Tropical Innovation Festival kicked off with an investor roast: Dan Gavel proves VCs are human (barely)
- Felicia Lal
- Jul 1
- 2 min read
Updated: Jul 23
CAIRNS, QLD — The Tropical Innovation Festival opened with the annual Investor Roast and Reverse Pitch, where some of Australia’s finest venture capitalists bravely agreed to be publicly mocked, for free, by their peers and a room full of founders who probably DM’d them last week.
Hosting duties fell to Dan Gavel, otherwise known as Queensland’s answer to Succession’s Cousin Greg. Dan gleefully introduced each investor with what can only be described as LinkedIn bios rewritten by their high school nemeses.
“It’s the only time you’ll see VCs willing to endure public ridicule without demanding equity in the punchline,” one founder whispered, between sips of their warm sponsor beer.
The Roast Menu
From Cheryl Mack, dubbed the “Bunnings sausage sizzle of Australian venture,” to Glen Richards, praised for proving that “dog shit, when scaled, can be a business model,” no cap table was safe.

Brian Cooke was hailed as the man “who’s advised on more exits than a fire warden.” Elaine Stead was lauded for backing deep tech “so deep even ChatGPT needs a snorkel.” Meanwhile, Aaron Birkby was saluted as “one Burning Man tent away from being a wellness cult.”
And in what might have been a meta joke, Mitchell Hughes’s NextGen Ventures was described as “possibly a uni assignment that accidentally raised a fund.”
Tidal Ventures’ Fee Barry also got the treatment, described as what happens when a corporate lawyer reads one too many TechCrunch articles and decides they’re ready for the chaos.
In short: the only safe person in the room was the bartender.
Dan Gavel: The Roastmaster Supreme
Dan, of course, wasn’t spared in the crowd’s post-roast debriefs:
The only VC who could turn a pitch night into a stand-up set and somehow make it about his fishing trip.
A man who introduces investors with such brutal accuracy, you wonder if he’s secretly shorting all their funds.
A founder’s dream: direct, unfiltered, and somehow still likeable enough that you’ll text him again after he says your business is “not investable.”
The Reverse Pitch
After the roast, the VCs tried to claw back some dignity with the Reverse Pitch, their chance to explain why their fund isn’t like the other funds (it is). Highlights included:
Several funds claiming to be “founder-first,” though no one could define what that meant beyond replying to WhatsApp messages at 11pm.

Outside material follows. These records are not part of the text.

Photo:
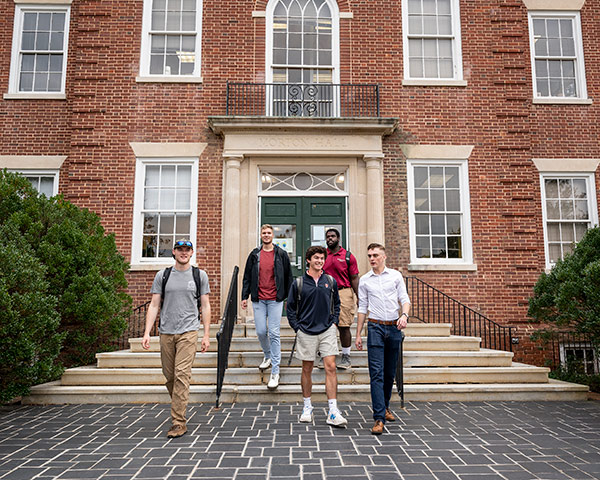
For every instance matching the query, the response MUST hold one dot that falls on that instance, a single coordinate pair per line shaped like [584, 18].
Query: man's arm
[336, 303]
[151, 315]
[206, 322]
[405, 302]
[247, 281]
[363, 304]
[291, 307]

One brave VC admitting they’ll back you as long as your startup isn’t based in Sydney or Melbourne, a refreshing stance in a world where regional founders usually get ghosted harder than a Tinder date in Byron.
Bottom Line
The festival couldn’t have asked for a better start: investors humbled, founders entertained, and Dan Gavel proving once again that Queensland VCs might not know how to write a term sheet without outside counsel, but they sure know how to take (and dish out) a roasting.
The Rocket: reporting on the only festival where the investors got grilled harder than the founders.